Die militärische Präsenz an der usbekisch-kirgisischen Grenze wurde auf usbekischer Seite deutlich verstärkt, die usbekische Regierung versicherte der kirgisischen Übergangsregierung jedoch ihr Vertrauen. In ihrem einzigen offiziellen Statement zu den Unruhen wird angedeutet, dass man externe Kräfte hinter den Krawallen vermute, deren Interessen sich völlig von denen des kirgisischen Volkes unterschieden, eine Anspielung auf den Bakijew-Clan. Die Geschichte habe gezeigt, so die offizielle usbekische Erklärung, dass Kirgisen und Usbeken eigentlich friedlich miteinander leben könnten.

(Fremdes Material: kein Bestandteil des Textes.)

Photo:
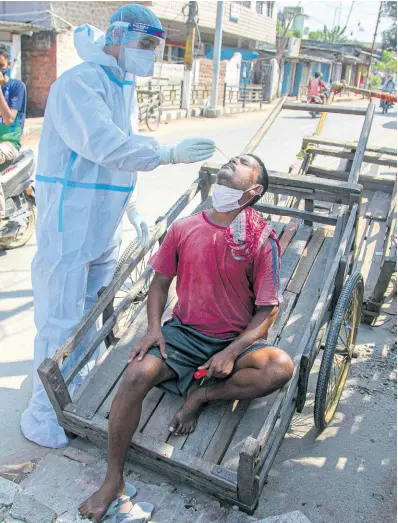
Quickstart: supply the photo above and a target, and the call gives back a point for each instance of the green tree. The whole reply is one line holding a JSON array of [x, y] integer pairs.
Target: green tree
[[388, 62], [316, 35], [389, 9]]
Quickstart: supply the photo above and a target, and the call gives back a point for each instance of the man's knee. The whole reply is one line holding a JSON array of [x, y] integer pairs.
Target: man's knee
[[282, 365]]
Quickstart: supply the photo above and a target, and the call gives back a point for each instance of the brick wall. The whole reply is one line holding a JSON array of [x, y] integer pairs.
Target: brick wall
[[38, 69], [206, 76]]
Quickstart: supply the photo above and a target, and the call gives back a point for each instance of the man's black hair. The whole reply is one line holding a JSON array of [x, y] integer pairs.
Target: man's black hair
[[4, 51], [262, 178]]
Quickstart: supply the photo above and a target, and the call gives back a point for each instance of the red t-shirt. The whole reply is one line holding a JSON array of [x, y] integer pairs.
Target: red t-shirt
[[216, 293]]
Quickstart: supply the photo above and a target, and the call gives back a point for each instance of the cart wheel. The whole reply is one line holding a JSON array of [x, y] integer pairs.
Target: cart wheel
[[124, 320], [338, 351], [152, 117]]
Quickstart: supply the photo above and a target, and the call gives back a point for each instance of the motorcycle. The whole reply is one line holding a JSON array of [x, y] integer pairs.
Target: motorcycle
[[315, 100], [385, 106], [18, 226]]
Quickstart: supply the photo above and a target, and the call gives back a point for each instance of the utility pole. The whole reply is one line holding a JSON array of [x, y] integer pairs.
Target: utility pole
[[213, 111], [373, 44], [188, 56]]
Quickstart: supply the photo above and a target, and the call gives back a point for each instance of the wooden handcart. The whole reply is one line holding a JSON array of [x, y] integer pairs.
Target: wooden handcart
[[231, 451]]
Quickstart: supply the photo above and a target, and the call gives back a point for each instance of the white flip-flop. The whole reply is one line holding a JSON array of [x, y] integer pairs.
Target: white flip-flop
[[114, 507], [140, 513]]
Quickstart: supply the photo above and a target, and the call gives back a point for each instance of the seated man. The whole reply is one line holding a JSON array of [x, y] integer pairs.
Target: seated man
[[226, 261], [12, 116]]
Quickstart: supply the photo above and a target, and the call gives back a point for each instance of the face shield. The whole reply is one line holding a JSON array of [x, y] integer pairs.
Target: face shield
[[141, 47]]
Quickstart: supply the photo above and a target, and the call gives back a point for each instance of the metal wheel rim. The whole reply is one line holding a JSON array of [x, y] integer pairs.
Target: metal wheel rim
[[342, 359]]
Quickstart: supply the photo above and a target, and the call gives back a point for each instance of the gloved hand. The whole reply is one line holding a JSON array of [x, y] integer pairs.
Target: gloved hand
[[140, 225], [189, 150]]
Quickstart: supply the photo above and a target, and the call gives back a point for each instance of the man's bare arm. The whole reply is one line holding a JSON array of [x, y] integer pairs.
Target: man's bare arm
[[157, 299]]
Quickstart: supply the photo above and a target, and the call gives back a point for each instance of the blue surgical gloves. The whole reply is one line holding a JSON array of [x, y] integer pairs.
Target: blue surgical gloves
[[189, 150]]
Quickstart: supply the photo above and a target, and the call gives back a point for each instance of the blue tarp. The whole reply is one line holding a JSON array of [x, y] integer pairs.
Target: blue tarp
[[228, 52]]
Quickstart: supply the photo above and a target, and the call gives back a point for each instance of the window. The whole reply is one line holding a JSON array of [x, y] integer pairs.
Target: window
[[270, 9], [177, 55]]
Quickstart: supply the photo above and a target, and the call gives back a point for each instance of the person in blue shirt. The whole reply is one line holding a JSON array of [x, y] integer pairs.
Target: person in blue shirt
[[12, 116]]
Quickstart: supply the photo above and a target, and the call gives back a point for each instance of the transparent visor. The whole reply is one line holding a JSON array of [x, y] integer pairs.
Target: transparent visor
[[137, 36]]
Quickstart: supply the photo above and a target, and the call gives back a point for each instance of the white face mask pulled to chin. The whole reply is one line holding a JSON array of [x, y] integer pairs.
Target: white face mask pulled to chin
[[226, 199], [139, 62]]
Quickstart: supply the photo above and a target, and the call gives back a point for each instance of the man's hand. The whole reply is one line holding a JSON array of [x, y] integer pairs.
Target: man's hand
[[220, 365], [153, 338]]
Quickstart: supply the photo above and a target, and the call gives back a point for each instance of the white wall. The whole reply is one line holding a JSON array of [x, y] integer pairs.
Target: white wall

Usbekistan ist sichtbar um Deeskalation und Stabilität bemüht. Eine Ausweitung der Unruhen könnte zu einem Flächenbrand in Mittelasien führen. Sollte sich herausstellen, dass die die Unruhen in Osch und Dschalal Abad tatsächlich geplant und ganz gezielt ausgelöst wurden und dass ethnische Usbeken im Vorhinein als „Opfer“ ausgewählt wurden, könnte sich der usbekische Volkszorn gegen die in Usbekistan lebende kirgisische Minderheit richten, zumal sich abzeichnet, dass die tatsächliche Zahl der hauptsächlich usbekischen Todesopfer nicht nur mehrere Hundert betragen, sondern sogar jenseits der Tausend liegen könnte. Dennoch reagiert man besonnen und umsichtig. Bisher muss Usbekistan, was sein Verhalten den Unruhen und der daraus resultierenden Flüchtlingskatastrophe gegenüber angeht, Respekt gezollt werden. Entgegen den Befürchtungen einiger Beobachter scheint Usbekistan ein militärisches Eingreifen in Kirgistan nicht in Erwägung zu ziehen. Ein solcher Schritt würde die Lage ohnehin nur verschärfen, auch ein Friedenseinsatz usbekischer Soldaten würde von kirgisischer Seite auf jeden Fall als Aggression wahrgenommen.